Bloomberg — The latest scientific assessment from the United Nations Intergovernmental Panel on Climate Change generated plenty of grim headlines on Monday, but at least one of its most important findings went largely unremarked upon. Cutting emissions is paramount, they say—but in order to keep warming below catastrophic levels, we now must also find a way to take billions of tons of the carbon dioxide we’ve poured into the atmosphere back out. That process is known as carbon dioxide removal, or negative emissions.
The IPCC mentioned negative emissions in a special report in 2018. But this time, in the official assessment, they’ve put real urgency behind the finding. “The IPCC has told us that we have failed and conventional mitigation alone will not suffice,” said Julio Friedmann, a senior research scholar at Columbia University’s Center on Global Energy Policy. “Anthropogenic CO₂ removal is what you have left when you have failed at everything else.”
When the IPCC discusses carbon dioxide removal, it refers not only to carbon capture and storage, the process by which carbon coming from an industrial smokestack in high concentrations is trapped through chemical reactions and stored underground. They also mean taking carbon directly out of the air—where it currently lingers at about 415 parts per million.

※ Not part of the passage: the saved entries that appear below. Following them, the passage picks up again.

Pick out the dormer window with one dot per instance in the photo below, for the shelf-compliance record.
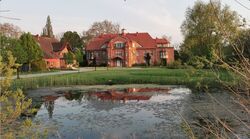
(119, 45)
(104, 46)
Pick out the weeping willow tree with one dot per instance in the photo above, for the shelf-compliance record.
(218, 29)
(48, 30)
(13, 103)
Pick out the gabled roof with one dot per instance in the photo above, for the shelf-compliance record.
(144, 39)
(50, 46)
(161, 41)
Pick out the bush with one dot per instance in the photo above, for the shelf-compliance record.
(39, 65)
(175, 65)
(139, 65)
(196, 62)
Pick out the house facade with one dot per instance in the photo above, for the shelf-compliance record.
(53, 51)
(128, 49)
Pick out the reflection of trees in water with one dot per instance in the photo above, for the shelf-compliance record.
(49, 105)
(74, 96)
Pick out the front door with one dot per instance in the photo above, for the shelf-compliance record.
(118, 62)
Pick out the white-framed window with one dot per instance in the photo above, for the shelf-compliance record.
(163, 54)
(118, 53)
(119, 44)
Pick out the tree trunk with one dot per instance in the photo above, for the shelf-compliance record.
(29, 67)
(17, 73)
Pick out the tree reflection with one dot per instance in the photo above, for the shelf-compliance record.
(49, 104)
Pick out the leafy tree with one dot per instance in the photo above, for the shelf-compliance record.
(203, 35)
(10, 30)
(69, 57)
(73, 39)
(99, 28)
(48, 30)
(13, 104)
(31, 47)
(243, 42)
(79, 56)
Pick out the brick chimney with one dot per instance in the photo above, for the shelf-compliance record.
(123, 32)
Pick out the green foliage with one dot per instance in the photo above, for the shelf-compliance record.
(13, 45)
(98, 28)
(196, 62)
(175, 65)
(31, 47)
(203, 33)
(69, 57)
(39, 65)
(243, 43)
(73, 39)
(130, 76)
(48, 30)
(13, 104)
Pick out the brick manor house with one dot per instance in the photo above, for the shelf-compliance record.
(128, 49)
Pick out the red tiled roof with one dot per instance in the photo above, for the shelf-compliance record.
(144, 39)
(50, 46)
(161, 41)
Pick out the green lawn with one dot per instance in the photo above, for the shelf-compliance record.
(163, 76)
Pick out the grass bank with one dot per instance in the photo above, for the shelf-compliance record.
(188, 77)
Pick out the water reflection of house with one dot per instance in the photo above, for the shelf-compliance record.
(128, 94)
(133, 90)
(49, 103)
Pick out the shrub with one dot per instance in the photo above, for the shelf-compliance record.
(175, 65)
(139, 65)
(39, 65)
(197, 62)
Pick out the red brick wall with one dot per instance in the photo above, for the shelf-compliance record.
(53, 63)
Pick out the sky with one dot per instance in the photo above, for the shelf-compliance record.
(157, 17)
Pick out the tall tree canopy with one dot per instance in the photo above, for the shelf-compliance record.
(31, 47)
(73, 39)
(202, 30)
(10, 30)
(48, 30)
(98, 28)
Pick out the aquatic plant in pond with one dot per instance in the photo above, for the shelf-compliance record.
(120, 112)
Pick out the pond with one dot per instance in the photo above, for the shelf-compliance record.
(125, 111)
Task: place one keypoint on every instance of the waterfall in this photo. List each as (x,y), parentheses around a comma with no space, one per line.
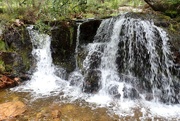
(44,81)
(130,60)
(127,66)
(133,61)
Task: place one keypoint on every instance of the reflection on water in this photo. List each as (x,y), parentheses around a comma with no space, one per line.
(53,109)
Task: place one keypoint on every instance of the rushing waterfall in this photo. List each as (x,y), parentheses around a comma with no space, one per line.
(43,81)
(132,61)
(127,65)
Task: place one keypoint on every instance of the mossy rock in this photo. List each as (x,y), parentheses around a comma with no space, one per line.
(63,43)
(17,48)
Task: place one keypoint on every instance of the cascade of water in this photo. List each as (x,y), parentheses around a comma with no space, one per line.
(130,58)
(43,82)
(77,45)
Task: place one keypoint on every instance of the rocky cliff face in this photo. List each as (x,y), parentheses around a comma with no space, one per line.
(169,7)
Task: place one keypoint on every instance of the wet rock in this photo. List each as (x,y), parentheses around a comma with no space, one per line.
(13,62)
(56,114)
(88,31)
(6,82)
(94,60)
(19,59)
(131,93)
(63,44)
(92,81)
(113,91)
(11,109)
(169,8)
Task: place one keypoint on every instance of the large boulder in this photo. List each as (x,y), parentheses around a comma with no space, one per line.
(11,109)
(169,7)
(63,44)
(17,56)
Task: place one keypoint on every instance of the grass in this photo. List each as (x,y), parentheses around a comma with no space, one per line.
(33,10)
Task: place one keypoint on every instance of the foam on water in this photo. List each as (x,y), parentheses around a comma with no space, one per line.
(122,40)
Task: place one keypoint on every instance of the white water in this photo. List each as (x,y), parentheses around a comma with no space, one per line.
(45,82)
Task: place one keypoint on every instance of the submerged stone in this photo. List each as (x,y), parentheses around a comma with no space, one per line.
(92,81)
(11,109)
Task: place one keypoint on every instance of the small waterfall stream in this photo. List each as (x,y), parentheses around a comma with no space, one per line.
(127,66)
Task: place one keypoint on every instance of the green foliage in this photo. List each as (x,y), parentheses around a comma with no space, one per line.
(2,66)
(2,46)
(42,27)
(33,10)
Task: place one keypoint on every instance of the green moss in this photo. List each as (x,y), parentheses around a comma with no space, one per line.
(171,13)
(2,66)
(71,35)
(26,61)
(2,46)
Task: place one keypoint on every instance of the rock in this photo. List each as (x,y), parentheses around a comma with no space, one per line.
(11,109)
(19,59)
(131,93)
(88,31)
(170,8)
(113,91)
(56,114)
(63,44)
(5,82)
(92,81)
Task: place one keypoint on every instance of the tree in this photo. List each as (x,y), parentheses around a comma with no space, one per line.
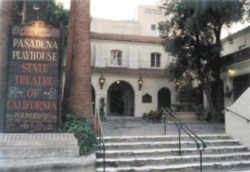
(192,32)
(49,12)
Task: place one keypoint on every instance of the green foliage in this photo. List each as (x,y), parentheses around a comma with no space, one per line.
(192,31)
(49,12)
(83,131)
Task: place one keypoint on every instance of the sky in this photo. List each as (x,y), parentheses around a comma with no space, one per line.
(115,9)
(126,10)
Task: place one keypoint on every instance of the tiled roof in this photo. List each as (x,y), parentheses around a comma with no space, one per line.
(129,38)
(129,71)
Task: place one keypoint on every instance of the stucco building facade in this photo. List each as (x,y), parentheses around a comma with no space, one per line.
(128,64)
(236,74)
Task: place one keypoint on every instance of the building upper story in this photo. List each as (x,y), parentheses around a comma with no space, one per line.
(129,44)
(236,42)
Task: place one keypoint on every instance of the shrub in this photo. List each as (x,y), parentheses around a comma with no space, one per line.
(83,131)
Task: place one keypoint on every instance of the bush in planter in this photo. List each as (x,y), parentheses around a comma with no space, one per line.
(83,131)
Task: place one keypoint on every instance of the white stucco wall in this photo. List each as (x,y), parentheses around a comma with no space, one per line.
(115,27)
(134,55)
(150,86)
(146,16)
(237,127)
(238,42)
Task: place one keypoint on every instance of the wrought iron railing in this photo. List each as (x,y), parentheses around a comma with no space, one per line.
(181,126)
(100,137)
(239,115)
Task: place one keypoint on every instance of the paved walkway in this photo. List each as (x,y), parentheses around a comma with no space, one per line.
(137,127)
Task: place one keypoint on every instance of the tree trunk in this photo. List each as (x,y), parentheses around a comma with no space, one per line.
(211,111)
(6,18)
(79,71)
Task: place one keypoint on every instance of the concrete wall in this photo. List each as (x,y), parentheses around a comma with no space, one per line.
(237,127)
(150,86)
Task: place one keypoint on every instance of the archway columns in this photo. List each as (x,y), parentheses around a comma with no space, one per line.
(150,86)
(78,98)
(6,12)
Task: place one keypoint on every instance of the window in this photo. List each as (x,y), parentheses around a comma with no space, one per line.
(153,27)
(116,57)
(147,98)
(155,60)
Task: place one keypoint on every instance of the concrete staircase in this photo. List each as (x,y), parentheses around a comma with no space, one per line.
(160,154)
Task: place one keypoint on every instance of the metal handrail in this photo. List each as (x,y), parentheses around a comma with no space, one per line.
(200,144)
(101,142)
(239,115)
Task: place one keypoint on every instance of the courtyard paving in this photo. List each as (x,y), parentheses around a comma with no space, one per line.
(124,126)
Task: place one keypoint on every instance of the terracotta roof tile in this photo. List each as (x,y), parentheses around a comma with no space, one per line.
(129,71)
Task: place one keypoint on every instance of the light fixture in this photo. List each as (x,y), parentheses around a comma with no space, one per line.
(228,92)
(36,8)
(102,81)
(231,72)
(140,82)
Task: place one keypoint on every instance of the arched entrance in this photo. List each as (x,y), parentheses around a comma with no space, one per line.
(164,98)
(93,99)
(121,99)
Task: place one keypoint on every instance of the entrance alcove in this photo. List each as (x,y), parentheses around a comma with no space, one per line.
(121,99)
(164,98)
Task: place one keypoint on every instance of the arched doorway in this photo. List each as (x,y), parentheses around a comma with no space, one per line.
(164,98)
(93,99)
(121,99)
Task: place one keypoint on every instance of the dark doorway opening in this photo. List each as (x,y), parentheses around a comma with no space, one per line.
(240,84)
(164,98)
(93,99)
(121,99)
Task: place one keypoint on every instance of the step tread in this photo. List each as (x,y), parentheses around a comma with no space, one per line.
(162,136)
(172,167)
(174,157)
(166,142)
(135,151)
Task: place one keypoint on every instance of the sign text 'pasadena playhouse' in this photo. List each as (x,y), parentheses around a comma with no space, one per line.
(33,79)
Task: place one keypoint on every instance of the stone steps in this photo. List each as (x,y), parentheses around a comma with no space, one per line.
(160,153)
(160,138)
(171,151)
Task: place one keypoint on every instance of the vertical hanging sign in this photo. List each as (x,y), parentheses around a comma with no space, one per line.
(33,78)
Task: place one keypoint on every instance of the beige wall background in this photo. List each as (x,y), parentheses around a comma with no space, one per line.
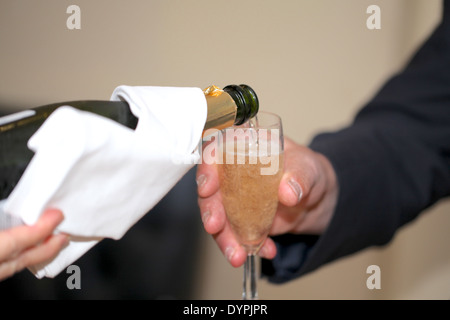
(313,62)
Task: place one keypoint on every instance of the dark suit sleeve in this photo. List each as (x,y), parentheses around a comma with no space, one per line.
(392,163)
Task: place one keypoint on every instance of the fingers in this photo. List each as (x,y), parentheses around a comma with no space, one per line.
(15,240)
(35,255)
(299,176)
(24,246)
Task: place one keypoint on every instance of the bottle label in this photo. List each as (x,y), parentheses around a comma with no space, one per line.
(16,116)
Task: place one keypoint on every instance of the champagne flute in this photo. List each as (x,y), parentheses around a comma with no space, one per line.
(250,174)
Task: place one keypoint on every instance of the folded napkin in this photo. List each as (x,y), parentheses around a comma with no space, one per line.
(103,175)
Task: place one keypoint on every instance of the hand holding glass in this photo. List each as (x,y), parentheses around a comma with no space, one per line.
(250,175)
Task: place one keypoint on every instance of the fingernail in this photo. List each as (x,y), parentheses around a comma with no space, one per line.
(205,217)
(229,253)
(201,179)
(296,188)
(262,252)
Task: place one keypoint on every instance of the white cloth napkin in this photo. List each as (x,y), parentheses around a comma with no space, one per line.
(103,175)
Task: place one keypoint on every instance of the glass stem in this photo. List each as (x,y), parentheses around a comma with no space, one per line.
(249,286)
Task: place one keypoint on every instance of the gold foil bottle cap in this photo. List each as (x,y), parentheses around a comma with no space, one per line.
(213,91)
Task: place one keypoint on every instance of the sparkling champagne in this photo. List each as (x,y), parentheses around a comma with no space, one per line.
(250,197)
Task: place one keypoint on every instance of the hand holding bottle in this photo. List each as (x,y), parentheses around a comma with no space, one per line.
(307,198)
(24,246)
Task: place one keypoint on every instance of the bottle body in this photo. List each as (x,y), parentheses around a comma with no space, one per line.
(224,110)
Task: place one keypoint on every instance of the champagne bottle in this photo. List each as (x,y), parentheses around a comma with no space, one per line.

The report’s authors estimate that the future of a livable planet now relies, at least in part, on our removing anywhere from 100 billion to a trillion tons of carbon already in our atmosphere by end of century, depending on how much more we keep on putting into it. To put that in perspective, Friedmann estimates that we currently have the capability to take out about 5,000 tons a year through direct air capture. There are numerous technologies with the potential to accomplish this, some still being studied—e.g. various applications of crushed minerals—some age-old, such as planting more trees. Most of them are still nascent, however. They’re also very expensive. Friedmann says that the best-case scenario is that by the end of the decade, we would be capable of removing 20 million tons annually.
To keep or improve on this trajectory would likely mean major investments in technology. But not everyone agrees that’s where our money should go.
Many environmental groups are deeply skeptical of carbon capture. Most of the 40 million tons in carbon gas captured today by carbon capture and storage (that is from industrial smokestacks as opposed from the plain air) is injected into the ground and used to force more crude to the surface— thus further extending the life of fossil fuels. In July, hundreds of climate activist groups signed a letter encouraging the Biden administration to stay away from that sort of carbon capture.
Earlier this week, Thanu Yakupitiyage, the U.S. director of communications for 350.org, one of the groups that signed the letter, said its position hadn’t changed since the IPCC report. “Often the Biden government and other world leaders start with carbon capture and other false solutions,” she said. “In order to tackle the climate crisis, first we have to keep oil and coal in the ground. It is a matter of priorities.”
But Noah Deich, the co-founder and president of Carbon 180, a carbon removal advocacy group, hopes that the IPCC assessment shows that the time for such “either/or” arguments has passed. “We are simply out of time for picking a preferred method for carbon removal and we simply have to use every tool at our disposal,” he said.
For now the political pendulum in Washington seems to have shifted towards favoring carbon removal. In the bipartisan infrastructure bill the Senate passed this week, there was a record $9 billion plus for carbon capture. Deich notes the bill has $3.5 billion for four regional direct air capture hubs and another $3.5 billion for transport and storage of carbon including money to build a massive pipeline network to carry captured CO₂.
Yet even if some atmospheric carbon dioxide removal moonshot is successful beyond our wildest dreams, the IPCC isn’t offering any kind of panacea. “Sustained net-negative emissions might eventually result in reversing temperature increases,” the report concludes, “but other climate changes would continue in their current direction for decades to millennia.”
There is no point in getting depressed by this, said Friedmann. “Whether we are optimistic or pessimistic, the work looks the same. The IPCC has outlined the problem. Now we can get on with the tasks.”